1 Reply Latest reply on Apr 28, 2018 3:01 AM by Simon Runc

    How does Tableau query data from a datasource

    Daniel Jung

      Hi. I want to know how often Tableau queries data from a data source.

       

      If I have a Live data source on BigQuery and I use a custom sql to generate my own table in Tableau, I'm assuming Tableau sends this query to BigQuery and BigQuery will first query this sql statement and then send it over to Tableau (am I incorrect?). How often does this happen if the data is live? Will I be raking up query costs on BigQuery if I leave the connection live?

       

      If I created an extract then I assume it will only query once every time the extract is refreshed.

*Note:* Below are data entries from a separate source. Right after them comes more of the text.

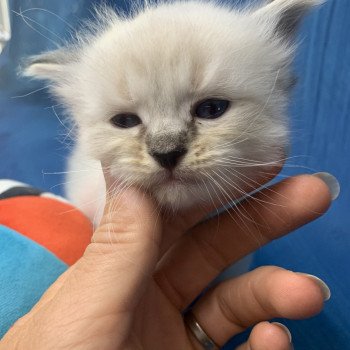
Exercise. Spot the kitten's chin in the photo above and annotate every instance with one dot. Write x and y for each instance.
(176, 195)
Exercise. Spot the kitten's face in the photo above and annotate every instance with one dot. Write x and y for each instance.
(186, 100)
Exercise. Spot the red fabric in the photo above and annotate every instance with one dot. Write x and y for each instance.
(57, 226)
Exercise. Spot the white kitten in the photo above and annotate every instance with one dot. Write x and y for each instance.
(186, 99)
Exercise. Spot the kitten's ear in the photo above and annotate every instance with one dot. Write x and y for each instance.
(51, 65)
(285, 15)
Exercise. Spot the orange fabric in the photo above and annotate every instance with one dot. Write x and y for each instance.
(57, 226)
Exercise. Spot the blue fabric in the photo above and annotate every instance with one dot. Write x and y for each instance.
(27, 270)
(30, 144)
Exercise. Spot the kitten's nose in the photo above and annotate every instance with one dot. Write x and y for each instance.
(170, 159)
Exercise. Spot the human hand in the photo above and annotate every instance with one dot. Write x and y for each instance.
(141, 272)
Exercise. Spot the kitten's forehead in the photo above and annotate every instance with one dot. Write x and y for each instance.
(172, 54)
(169, 52)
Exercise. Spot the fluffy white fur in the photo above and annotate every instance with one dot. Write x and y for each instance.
(157, 64)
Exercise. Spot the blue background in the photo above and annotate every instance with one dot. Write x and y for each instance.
(32, 144)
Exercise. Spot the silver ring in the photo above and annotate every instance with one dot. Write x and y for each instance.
(199, 333)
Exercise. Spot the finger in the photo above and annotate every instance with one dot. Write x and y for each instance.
(109, 278)
(181, 223)
(268, 336)
(214, 245)
(260, 295)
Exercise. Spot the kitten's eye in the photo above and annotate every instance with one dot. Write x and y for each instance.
(211, 109)
(125, 120)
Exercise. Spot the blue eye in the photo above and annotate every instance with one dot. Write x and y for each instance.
(125, 120)
(211, 109)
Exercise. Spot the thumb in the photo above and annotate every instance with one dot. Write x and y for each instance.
(122, 256)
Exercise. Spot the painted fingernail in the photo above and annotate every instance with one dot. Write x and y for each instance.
(332, 183)
(285, 329)
(324, 288)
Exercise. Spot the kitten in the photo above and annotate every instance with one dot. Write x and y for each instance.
(186, 99)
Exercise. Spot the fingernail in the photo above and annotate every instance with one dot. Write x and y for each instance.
(332, 183)
(285, 329)
(324, 288)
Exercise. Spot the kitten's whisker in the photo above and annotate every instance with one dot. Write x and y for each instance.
(49, 12)
(31, 93)
(26, 19)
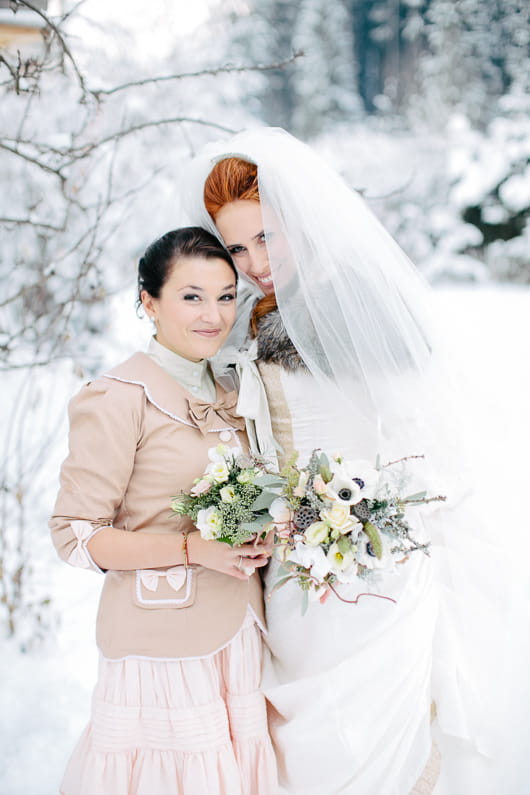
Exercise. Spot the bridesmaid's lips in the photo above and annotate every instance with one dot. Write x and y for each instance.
(208, 332)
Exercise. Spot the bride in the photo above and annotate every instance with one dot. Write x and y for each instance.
(380, 697)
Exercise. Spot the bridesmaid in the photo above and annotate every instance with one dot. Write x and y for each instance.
(176, 709)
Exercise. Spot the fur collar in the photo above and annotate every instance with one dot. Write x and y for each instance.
(274, 345)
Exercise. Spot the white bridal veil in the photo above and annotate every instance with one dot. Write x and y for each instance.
(360, 316)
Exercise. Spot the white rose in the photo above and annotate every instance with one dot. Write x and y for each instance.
(228, 494)
(317, 533)
(246, 476)
(209, 522)
(218, 471)
(339, 518)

This is more ideal but I may have use cases where I need to have live data which use custom SQL, I just want to know the frequency of these queries for live data sources.

       

      Thanks!

        • 1. Re: How does Tableau query data from a datasource
          Simon Runc

          hi Daniel,

           

          So yes when you first create the CustomSQL connection, Tableau will send a query to generate the data. After that (in general*) every-time you do "something" it will send that query to BQ (e.g. If you drag "Region" and "SUM([Sales])" onto the canvas Tableau will send a SELECT Region, SUM(Sales) FROM YourQuery GROUP BY Region...if you then filter to a single region this will be send as a "WHERE" clause). This is the same for a user, if they click on a Region, say, to filter other visuals, it will send that as a WHERE to get back the results. I think of Tableau as a SQL engine, where you are generating the SQL by dragging and dropping pills, rather than writing SQL, and the results are returned as "render instruction" rather than a table of results.

           

          *I say in general, as in some cases Tableau can use a cache so it doesn't have to go right back to the source data (but we can't really control this) and is more related to server.

           

          One way you can see what is being sent is by using the "Performance Recorder"...GIF of Live connection to SQL Server below

           

          Performance Recorder.gif

           

          You are correct in that if you extract the data to a TDE/Hyper the only query that is sent to BQ is to generate the table, and then all subsequent queries are run against the extract (TDE/Hyper) which doesn't have a cost per query.

           

          Personally I've not found BQ that expensive, as you only pay for the columns and rows queried...but of course this depends on the size of your data and complexity of the queries sent (and number of columns use).

           

          Hope that helps.

          2 of 2 people found this helpful